1938年12月、ニューヨーク、カーネギー・ホールで「フロム・スピリチュアル・トゥ・スィング」開催。主催者ジョン・ハモンドの奔走によりアルバート・アモンズ、ミード・ルクス・ルイス、ピート・ジョンソンの出演が実現する。大変な評判となり翌39年には「ブギウギ・トリオ」としてシカゴの「シャーマン・ホテル」に出演、これをNBC放送が中継した。
1940年代
1941年、日本の真珠湾攻撃をきっかけに、アメリカは太平洋戦争、第二次世界大戦に参戦した。1940年代以降ブギウギは従来のピアノ演奏の一形態から、よりポピュラーな音楽として様々なジャンルの楽器演奏者、歌手に幅広い解釈をもって取り入れられる。
1944年9月、アーサー・スミス「ギター・ブギー」録音。ジャズ・ギタリストのスミスはトミー・ドーシー「ブギウギ」を元にこの曲を書き、1944年スーパーディスク・レコードから発売、1949年同じマスターを使用したMGM盤がヒットした。同曲はレス・ポール・トリオ(1946)、チャック・ベリー(1958)、フレディ・キング(1960)、スティーヴィー・レイ・ヴォーン、トミー・エマニュエルなどジャンルを超え多くのギタリストに演奏、録音されるり
戦後、ブギウギ・リズムを基調としたカントリー音楽が流行。ヒルビリー・バップと呼ばれ、1950年代中期のロックンロール、ロカビリーの基礎となる。デルモア・ブラザース「フレイト・トレイン・ブギ」(1946)、テネシー・アーニー・フォード「ショットガン・ブギー」(1951 C&W1位)、ロイ・ホール「ホール・ロッタ・シェイキン・ゴーイン・オン」(1956)、など多くのカントリー・ミュージシャンがブギーをレパートリーにした。
ブルースとロック
ハダ・ブルックスは1916年ロサンゼルス生まれ。 幼少からクラシック・ピアノを学ぶ。1940年代中頃レコード店で演奏している時にジュークボックス修理工から声をかけられる。「君の最初の録音に800ドルの投資をしたい。ただし2週間でブギが弾けるようになるなら。」モダン・レコードを設立する直前のジュール・バイハリだった。1945年モダンからリリースした「Swingin' the Boogie」がヒット、「ブギの女王」と呼ばれる。1947年、「アウト・オブ・ザ・ブルー」(Out of the Blue) に歌手として出演、1951年黒人女性として最初のTV番組「ハダ・ブルックス・ショー」を持つ。2002年死去。
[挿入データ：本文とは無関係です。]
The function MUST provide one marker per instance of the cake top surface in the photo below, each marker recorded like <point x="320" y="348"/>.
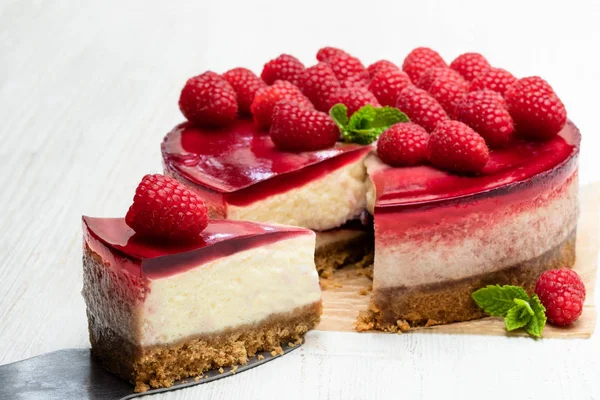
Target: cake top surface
<point x="221" y="238"/>
<point x="406" y="186"/>
<point x="238" y="156"/>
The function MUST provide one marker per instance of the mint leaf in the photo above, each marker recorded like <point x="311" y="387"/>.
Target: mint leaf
<point x="535" y="326"/>
<point x="339" y="114"/>
<point x="366" y="124"/>
<point x="516" y="318"/>
<point x="497" y="300"/>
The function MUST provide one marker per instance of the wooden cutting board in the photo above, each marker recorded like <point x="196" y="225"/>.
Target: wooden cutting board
<point x="347" y="293"/>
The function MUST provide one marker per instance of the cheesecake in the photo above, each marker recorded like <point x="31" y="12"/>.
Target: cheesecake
<point x="439" y="236"/>
<point x="241" y="175"/>
<point x="161" y="311"/>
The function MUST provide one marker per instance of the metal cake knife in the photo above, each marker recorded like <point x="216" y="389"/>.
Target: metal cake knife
<point x="73" y="374"/>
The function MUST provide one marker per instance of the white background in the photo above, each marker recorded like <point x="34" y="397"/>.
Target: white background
<point x="88" y="90"/>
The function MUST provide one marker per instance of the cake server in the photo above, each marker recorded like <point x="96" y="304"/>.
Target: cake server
<point x="74" y="374"/>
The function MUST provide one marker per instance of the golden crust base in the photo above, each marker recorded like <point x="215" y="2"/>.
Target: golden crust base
<point x="400" y="308"/>
<point x="161" y="366"/>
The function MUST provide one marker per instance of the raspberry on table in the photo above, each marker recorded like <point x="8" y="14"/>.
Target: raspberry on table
<point x="209" y="100"/>
<point x="403" y="144"/>
<point x="295" y="128"/>
<point x="379" y="66"/>
<point x="353" y="98"/>
<point x="284" y="68"/>
<point x="387" y="84"/>
<point x="562" y="293"/>
<point x="245" y="83"/>
<point x="485" y="111"/>
<point x="164" y="208"/>
<point x="469" y="65"/>
<point x="420" y="60"/>
<point x="455" y="147"/>
<point x="496" y="79"/>
<point x="421" y="108"/>
<point x="266" y="99"/>
<point x="536" y="110"/>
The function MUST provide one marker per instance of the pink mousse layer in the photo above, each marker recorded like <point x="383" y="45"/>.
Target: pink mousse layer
<point x="521" y="165"/>
<point x="117" y="243"/>
<point x="240" y="165"/>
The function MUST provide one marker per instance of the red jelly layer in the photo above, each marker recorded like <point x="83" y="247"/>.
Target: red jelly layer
<point x="153" y="260"/>
<point x="523" y="162"/>
<point x="241" y="162"/>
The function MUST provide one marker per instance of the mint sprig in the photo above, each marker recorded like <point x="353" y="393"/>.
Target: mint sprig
<point x="512" y="302"/>
<point x="366" y="124"/>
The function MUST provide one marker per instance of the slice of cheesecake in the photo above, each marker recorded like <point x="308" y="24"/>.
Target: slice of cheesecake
<point x="160" y="312"/>
<point x="241" y="175"/>
<point x="440" y="236"/>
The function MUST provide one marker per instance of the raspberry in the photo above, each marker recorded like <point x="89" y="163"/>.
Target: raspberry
<point x="326" y="53"/>
<point x="562" y="293"/>
<point x="380" y="65"/>
<point x="421" y="108"/>
<point x="387" y="85"/>
<point x="536" y="110"/>
<point x="448" y="92"/>
<point x="344" y="66"/>
<point x="164" y="208"/>
<point x="245" y="83"/>
<point x="354" y="99"/>
<point x="469" y="65"/>
<point x="318" y="83"/>
<point x="208" y="99"/>
<point x="420" y="60"/>
<point x="360" y="80"/>
<point x="434" y="73"/>
<point x="296" y="128"/>
<point x="403" y="144"/>
<point x="485" y="111"/>
<point x="284" y="68"/>
<point x="266" y="98"/>
<point x="455" y="147"/>
<point x="496" y="79"/>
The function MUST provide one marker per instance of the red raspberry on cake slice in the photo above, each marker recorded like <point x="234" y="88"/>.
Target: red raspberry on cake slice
<point x="454" y="146"/>
<point x="266" y="99"/>
<point x="381" y="65"/>
<point x="421" y="107"/>
<point x="403" y="144"/>
<point x="284" y="68"/>
<point x="420" y="60"/>
<point x="469" y="65"/>
<point x="496" y="79"/>
<point x="295" y="128"/>
<point x="443" y="73"/>
<point x="387" y="85"/>
<point x="325" y="53"/>
<point x="536" y="110"/>
<point x="485" y="111"/>
<point x="208" y="100"/>
<point x="164" y="208"/>
<point x="354" y="99"/>
<point x="245" y="83"/>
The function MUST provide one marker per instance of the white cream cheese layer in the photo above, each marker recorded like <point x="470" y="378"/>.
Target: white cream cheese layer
<point x="320" y="205"/>
<point x="244" y="288"/>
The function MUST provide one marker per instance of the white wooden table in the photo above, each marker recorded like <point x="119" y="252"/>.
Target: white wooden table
<point x="88" y="89"/>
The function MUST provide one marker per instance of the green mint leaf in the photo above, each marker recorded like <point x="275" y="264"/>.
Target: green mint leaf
<point x="366" y="124"/>
<point x="388" y="116"/>
<point x="515" y="318"/>
<point x="339" y="114"/>
<point x="535" y="326"/>
<point x="497" y="300"/>
<point x="363" y="118"/>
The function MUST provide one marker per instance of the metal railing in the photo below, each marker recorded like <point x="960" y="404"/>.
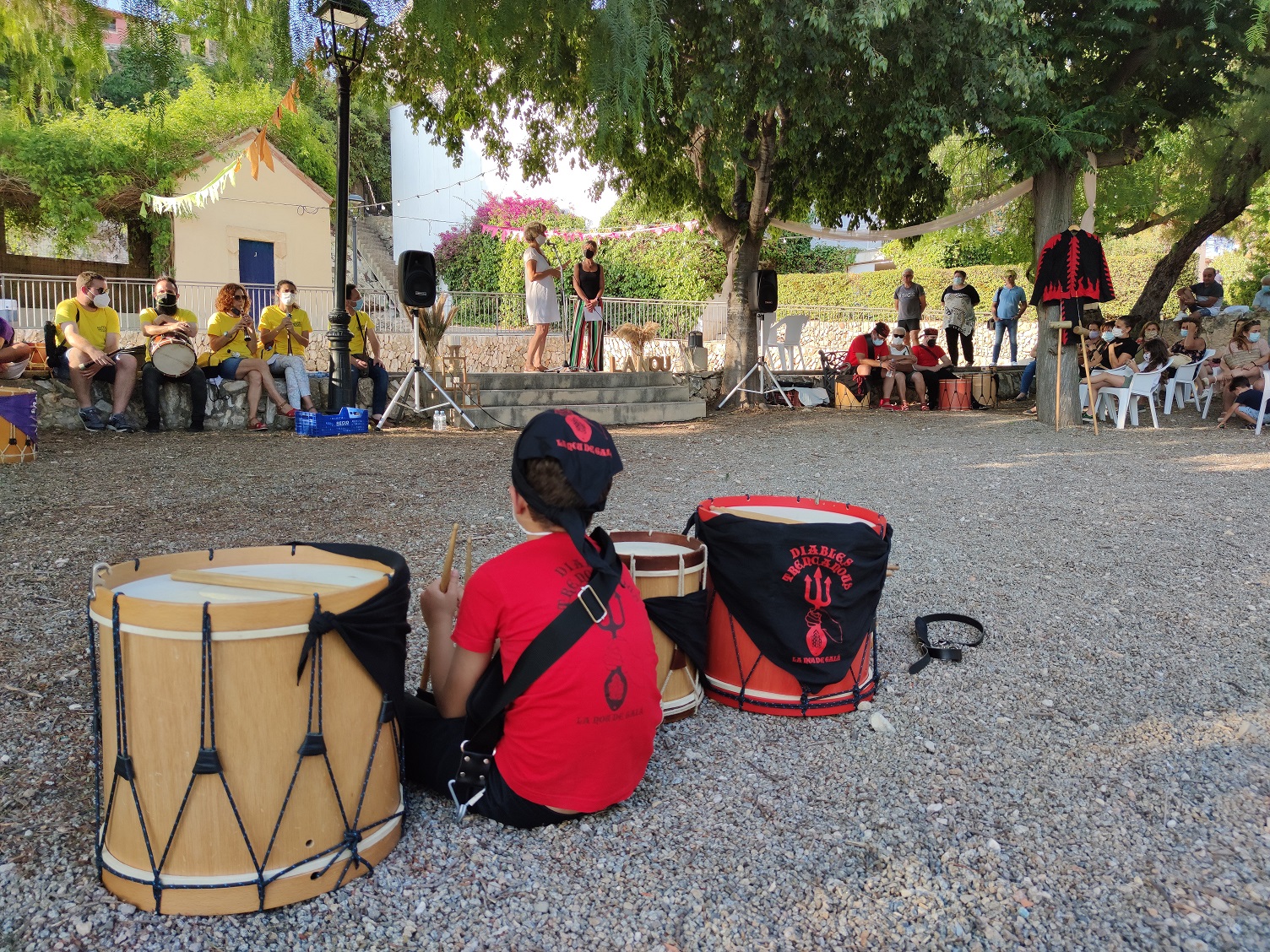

1948年9月、ジョン・リー・フッカーは「ブギー・チレン」を吹き込んだ。当時ブルースは一人で歌いギターを弾くスタイルは過去のものとなりバンド・アンサンブルが主流となっていた。しかしプロデューサー、バーナード・ベスマンはフッカーには弾き語りのスタイルが合うと確信。フッカーのフットストンプ音(足踏み)を強調するよう足元に板を用意、エコー効果を出すために便器に設置したスピーカーの音を拾った。「サリー・メイ」一曲に3時間を費やすなど録音は難航したがベスマンは自らブギ・ピアノを弾いて聞かせ、それをフッカーなりの解釈で演奏した「ブギー・チレン」が完成。1948年11月3日、モダン・レーベルから発売、R&B部門1位を獲得する[14]。フッカーは1961年には「ブーン・ブーン」を発表した。
ジャンプ・ブルースのルイ・ジョーダンも、ブギー・リズムのヒット曲を持っている。1959年にはフランキー・フォードが「シー・クルーズ」のヒットを放った。1970年代前半には英国のグラム・ロックでも、Tレックスやスージー・クアトロ、ゲイリー・グイッターらによって、盛んにブギーのリズムが使用された。70年代後半以降は、ブギー・リズムが使われることは減少し、カントリーやブルースの分野などで、使用が見られる程度になっている。